Learning from Practice
The Boards have a duty under Working Together and the Care Act to “learn from practice” where something has happened which they feel show the partners of the Board have not worked together to effectively safeguard people which they need to learn from and improve practice so that similar issues do not occur in the future.
Alternatively the Boards may feel they need to learn from incidents where the partners have worked particularly well together to ensure continuous improvement.
There are legal instructions as to when and how a Serious Case Review (SCR) or cases relating to children and young people and a Safeguarding Adults Review (SAR) for adults at risk should be carried out.
Where it is decided by that the criteria are not met, the subgroups in charge of screening the cases will usually prescribe another course of action to ensure any learning is not lost. These might be a single agency review, critical incident review or other multi-agency review.
The Boards have a duty to ensure that there is continual learning and improving in safeguarding through single agency and multi-agency case audits, case reviews and (when necessary) SAR and SCR.
Local Learning Reviews
In some cases the Board will commission a multi-agency Learning Review if a case does not reach the threshold for SAR or SCR but the relevant subgroup believe that better understanding of the case may reveal important lessons that could improve safeguarding practice.

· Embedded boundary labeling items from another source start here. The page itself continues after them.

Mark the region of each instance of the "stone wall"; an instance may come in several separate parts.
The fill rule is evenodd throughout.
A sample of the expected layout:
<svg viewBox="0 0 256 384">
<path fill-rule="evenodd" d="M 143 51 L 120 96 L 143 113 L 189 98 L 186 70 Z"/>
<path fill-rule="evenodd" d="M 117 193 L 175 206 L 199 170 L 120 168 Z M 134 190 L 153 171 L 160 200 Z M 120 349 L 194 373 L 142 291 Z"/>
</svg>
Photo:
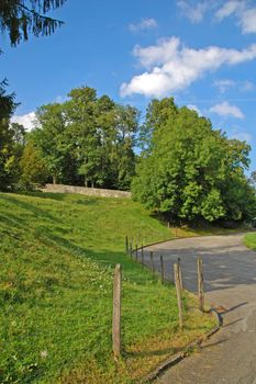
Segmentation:
<svg viewBox="0 0 256 384">
<path fill-rule="evenodd" d="M 87 196 L 101 196 L 101 197 L 131 197 L 131 192 L 103 190 L 98 188 L 74 187 L 64 184 L 46 184 L 42 192 L 56 192 L 56 193 L 79 193 Z"/>
</svg>

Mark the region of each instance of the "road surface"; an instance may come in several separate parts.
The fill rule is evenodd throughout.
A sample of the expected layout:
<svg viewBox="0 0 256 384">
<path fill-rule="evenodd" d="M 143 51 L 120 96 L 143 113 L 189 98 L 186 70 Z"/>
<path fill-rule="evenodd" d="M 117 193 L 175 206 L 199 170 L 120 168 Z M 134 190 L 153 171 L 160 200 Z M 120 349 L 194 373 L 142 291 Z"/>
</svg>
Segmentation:
<svg viewBox="0 0 256 384">
<path fill-rule="evenodd" d="M 223 327 L 193 353 L 166 371 L 157 384 L 256 384 L 256 252 L 244 235 L 176 239 L 145 249 L 145 262 L 172 280 L 172 264 L 181 259 L 183 285 L 197 291 L 197 257 L 201 256 L 207 301 L 222 307 Z"/>
</svg>

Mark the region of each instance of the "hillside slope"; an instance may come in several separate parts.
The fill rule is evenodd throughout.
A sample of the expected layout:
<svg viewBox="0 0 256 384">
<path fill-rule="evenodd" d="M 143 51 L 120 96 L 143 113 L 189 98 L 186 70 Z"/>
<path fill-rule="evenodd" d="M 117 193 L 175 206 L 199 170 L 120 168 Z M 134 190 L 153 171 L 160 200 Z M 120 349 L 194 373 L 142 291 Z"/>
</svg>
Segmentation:
<svg viewBox="0 0 256 384">
<path fill-rule="evenodd" d="M 124 255 L 124 237 L 169 238 L 130 200 L 0 193 L 0 382 L 136 381 L 212 320 Z M 113 266 L 123 267 L 124 358 L 111 352 Z M 188 297 L 185 305 L 191 304 Z M 200 326 L 199 326 L 200 325 Z"/>
</svg>

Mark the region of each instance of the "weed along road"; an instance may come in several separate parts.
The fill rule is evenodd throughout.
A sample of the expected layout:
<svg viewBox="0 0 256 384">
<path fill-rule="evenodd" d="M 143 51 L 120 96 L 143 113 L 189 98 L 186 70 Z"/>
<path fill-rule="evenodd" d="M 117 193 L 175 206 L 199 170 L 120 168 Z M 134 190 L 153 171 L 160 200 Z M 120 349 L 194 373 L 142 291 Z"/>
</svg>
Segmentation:
<svg viewBox="0 0 256 384">
<path fill-rule="evenodd" d="M 205 300 L 219 308 L 223 327 L 199 352 L 166 371 L 158 384 L 256 384 L 256 252 L 243 235 L 177 239 L 151 246 L 144 260 L 172 280 L 172 264 L 181 259 L 185 289 L 196 292 L 197 257 L 203 261 Z"/>
</svg>

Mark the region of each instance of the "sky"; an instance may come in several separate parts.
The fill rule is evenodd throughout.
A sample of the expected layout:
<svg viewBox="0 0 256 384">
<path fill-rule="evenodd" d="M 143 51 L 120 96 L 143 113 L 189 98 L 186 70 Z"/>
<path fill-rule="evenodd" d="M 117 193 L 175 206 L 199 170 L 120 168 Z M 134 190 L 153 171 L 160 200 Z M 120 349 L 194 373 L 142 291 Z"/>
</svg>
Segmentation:
<svg viewBox="0 0 256 384">
<path fill-rule="evenodd" d="M 256 0 L 67 0 L 49 15 L 65 22 L 51 37 L 1 36 L 13 121 L 31 128 L 36 108 L 81 86 L 143 114 L 174 97 L 246 140 L 256 169 Z"/>
</svg>

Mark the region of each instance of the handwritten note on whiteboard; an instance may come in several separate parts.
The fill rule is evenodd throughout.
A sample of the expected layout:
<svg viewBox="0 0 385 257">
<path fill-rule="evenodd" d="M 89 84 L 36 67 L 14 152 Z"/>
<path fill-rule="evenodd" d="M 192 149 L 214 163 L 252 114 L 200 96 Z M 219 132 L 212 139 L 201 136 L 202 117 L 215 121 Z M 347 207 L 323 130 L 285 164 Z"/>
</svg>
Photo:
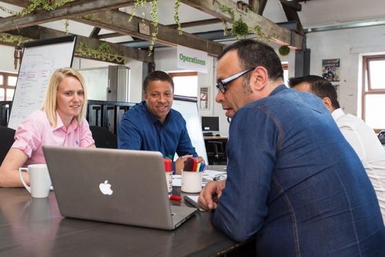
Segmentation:
<svg viewBox="0 0 385 257">
<path fill-rule="evenodd" d="M 71 66 L 75 39 L 70 36 L 25 44 L 9 127 L 17 130 L 34 110 L 41 108 L 51 74 L 58 68 Z"/>
</svg>

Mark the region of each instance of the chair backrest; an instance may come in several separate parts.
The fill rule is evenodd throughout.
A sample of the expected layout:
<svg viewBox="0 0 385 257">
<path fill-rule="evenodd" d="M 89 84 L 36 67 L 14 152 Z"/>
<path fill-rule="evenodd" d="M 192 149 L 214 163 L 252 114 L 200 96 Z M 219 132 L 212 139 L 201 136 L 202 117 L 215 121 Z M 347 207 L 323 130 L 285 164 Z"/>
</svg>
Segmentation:
<svg viewBox="0 0 385 257">
<path fill-rule="evenodd" d="M 118 148 L 118 136 L 111 131 L 99 126 L 90 126 L 96 147 Z"/>
<path fill-rule="evenodd" d="M 6 158 L 12 145 L 14 142 L 14 130 L 12 128 L 0 126 L 0 165 L 3 163 L 3 160 Z"/>
</svg>

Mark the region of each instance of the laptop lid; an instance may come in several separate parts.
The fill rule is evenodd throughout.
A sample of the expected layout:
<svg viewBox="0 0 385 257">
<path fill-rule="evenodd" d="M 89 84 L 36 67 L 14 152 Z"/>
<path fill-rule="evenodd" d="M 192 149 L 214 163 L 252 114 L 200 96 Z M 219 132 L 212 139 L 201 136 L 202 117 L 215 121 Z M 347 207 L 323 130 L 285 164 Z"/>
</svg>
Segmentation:
<svg viewBox="0 0 385 257">
<path fill-rule="evenodd" d="M 61 215 L 174 229 L 196 208 L 171 206 L 158 152 L 43 146 Z"/>
</svg>

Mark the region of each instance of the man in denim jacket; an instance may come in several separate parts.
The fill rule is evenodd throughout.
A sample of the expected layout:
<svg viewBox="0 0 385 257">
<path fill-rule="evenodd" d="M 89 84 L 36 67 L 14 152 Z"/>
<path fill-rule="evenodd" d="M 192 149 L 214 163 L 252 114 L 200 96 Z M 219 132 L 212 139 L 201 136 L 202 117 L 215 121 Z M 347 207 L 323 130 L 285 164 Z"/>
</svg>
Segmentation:
<svg viewBox="0 0 385 257">
<path fill-rule="evenodd" d="M 322 101 L 287 88 L 270 46 L 237 41 L 218 56 L 216 101 L 231 117 L 227 179 L 201 208 L 260 256 L 385 256 L 365 169 Z"/>
</svg>

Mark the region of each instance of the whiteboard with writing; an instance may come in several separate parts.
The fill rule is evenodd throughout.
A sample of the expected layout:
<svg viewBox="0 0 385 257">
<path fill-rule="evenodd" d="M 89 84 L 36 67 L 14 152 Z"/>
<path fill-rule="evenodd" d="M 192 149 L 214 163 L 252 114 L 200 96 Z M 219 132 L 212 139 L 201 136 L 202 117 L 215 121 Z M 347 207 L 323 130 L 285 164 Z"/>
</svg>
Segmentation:
<svg viewBox="0 0 385 257">
<path fill-rule="evenodd" d="M 24 44 L 8 126 L 14 130 L 43 106 L 51 74 L 72 63 L 76 37 L 67 36 Z"/>
<path fill-rule="evenodd" d="M 196 153 L 205 159 L 206 164 L 208 164 L 207 154 L 198 109 L 198 100 L 195 98 L 175 96 L 172 109 L 180 112 L 186 121 L 187 131 Z"/>
</svg>

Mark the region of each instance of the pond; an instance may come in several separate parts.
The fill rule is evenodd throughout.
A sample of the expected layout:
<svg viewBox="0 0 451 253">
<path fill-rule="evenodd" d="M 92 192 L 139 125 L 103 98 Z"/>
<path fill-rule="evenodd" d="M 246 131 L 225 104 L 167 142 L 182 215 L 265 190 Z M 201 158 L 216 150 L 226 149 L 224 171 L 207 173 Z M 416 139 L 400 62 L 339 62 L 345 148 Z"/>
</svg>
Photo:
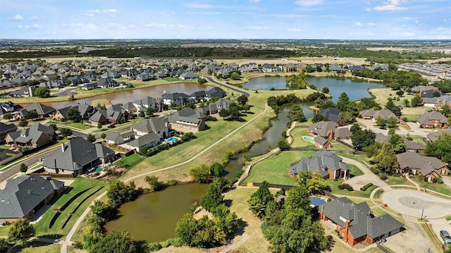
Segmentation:
<svg viewBox="0 0 451 253">
<path fill-rule="evenodd" d="M 278 80 L 275 78 L 278 78 Z M 262 78 L 253 79 L 271 79 L 271 83 L 285 84 L 285 78 Z M 336 98 L 343 92 L 346 92 L 351 99 L 359 99 L 362 97 L 370 97 L 366 91 L 366 87 L 358 88 L 358 92 L 352 89 L 355 82 L 343 82 L 347 80 L 314 78 L 315 81 L 321 82 L 323 79 L 327 82 L 323 83 L 322 87 L 328 87 L 330 94 L 335 94 Z M 310 79 L 309 79 L 310 80 Z M 255 81 L 254 81 L 255 82 Z M 346 85 L 347 83 L 348 83 Z M 312 83 L 315 85 L 318 82 Z M 334 85 L 335 84 L 335 85 Z M 371 85 L 371 87 L 381 87 L 380 85 L 368 84 L 366 82 L 357 82 L 362 85 Z M 372 86 L 377 85 L 377 86 Z M 244 85 L 243 85 L 244 86 Z M 359 87 L 356 85 L 354 88 Z M 164 86 L 165 87 L 166 85 Z M 266 86 L 267 89 L 271 87 Z M 317 85 L 319 88 L 320 85 Z M 342 87 L 345 90 L 342 90 Z M 259 88 L 260 89 L 260 88 Z M 311 103 L 299 104 L 304 110 L 304 113 L 307 118 L 314 116 L 314 111 L 308 109 L 308 107 L 314 105 Z M 263 136 L 263 140 L 254 144 L 249 150 L 248 156 L 253 157 L 266 154 L 269 149 L 277 147 L 280 140 L 282 132 L 285 130 L 287 123 L 290 121 L 287 114 L 291 104 L 280 106 L 280 111 L 278 116 L 271 121 L 271 126 L 266 130 Z M 232 180 L 235 178 L 237 171 L 242 168 L 243 155 L 246 152 L 233 156 L 225 168 L 224 177 Z M 126 230 L 130 233 L 134 239 L 144 240 L 147 242 L 157 242 L 164 240 L 175 235 L 175 228 L 183 214 L 189 211 L 190 206 L 194 202 L 199 202 L 200 197 L 206 192 L 208 185 L 191 183 L 169 187 L 162 192 L 153 192 L 141 196 L 135 202 L 125 204 L 119 209 L 121 217 L 117 220 L 110 221 L 105 226 L 108 231 L 113 230 Z M 321 204 L 323 199 L 312 199 L 314 204 Z"/>
<path fill-rule="evenodd" d="M 135 99 L 143 99 L 148 96 L 159 97 L 161 97 L 163 93 L 183 92 L 189 95 L 194 92 L 207 90 L 210 89 L 211 89 L 211 86 L 197 83 L 173 83 L 164 85 L 147 87 L 141 89 L 123 91 L 119 90 L 117 92 L 102 94 L 86 99 L 77 99 L 73 101 L 66 101 L 62 102 L 47 102 L 44 104 L 57 109 L 69 105 L 73 105 L 74 103 L 91 104 L 92 101 L 97 99 L 108 99 L 111 101 L 113 104 L 119 103 L 125 104 Z"/>
<path fill-rule="evenodd" d="M 352 101 L 359 100 L 362 97 L 371 97 L 368 89 L 384 88 L 385 86 L 376 83 L 352 81 L 349 79 L 340 80 L 327 78 L 307 78 L 309 85 L 315 85 L 319 90 L 325 87 L 330 90 L 329 94 L 333 96 L 332 101 L 336 102 L 340 94 L 346 92 Z M 251 79 L 248 82 L 242 84 L 245 89 L 248 90 L 276 90 L 286 89 L 286 78 L 258 78 Z"/>
</svg>

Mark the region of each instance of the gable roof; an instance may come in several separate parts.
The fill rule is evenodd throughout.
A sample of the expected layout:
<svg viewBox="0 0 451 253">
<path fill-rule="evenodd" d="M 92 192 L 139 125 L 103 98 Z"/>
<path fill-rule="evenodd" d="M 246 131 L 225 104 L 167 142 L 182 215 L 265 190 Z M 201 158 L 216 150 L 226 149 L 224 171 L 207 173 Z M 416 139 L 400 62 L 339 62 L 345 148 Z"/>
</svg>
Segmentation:
<svg viewBox="0 0 451 253">
<path fill-rule="evenodd" d="M 63 182 L 37 175 L 8 180 L 0 190 L 0 218 L 23 217 L 63 185 Z"/>
</svg>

This helps ensure that the approach taken to reviews is proportionate according to the scale and level of complexity of the issues being examined.
Whenever possible we will seek to include front line staff and managers, as well as parents, carers and young people in these reviews. Actions resulting from the findings of these reviews receive the same rigorous monitoring and follow up as SAR and SCR, so that findings from all reviews make a real impact on improving outcomes.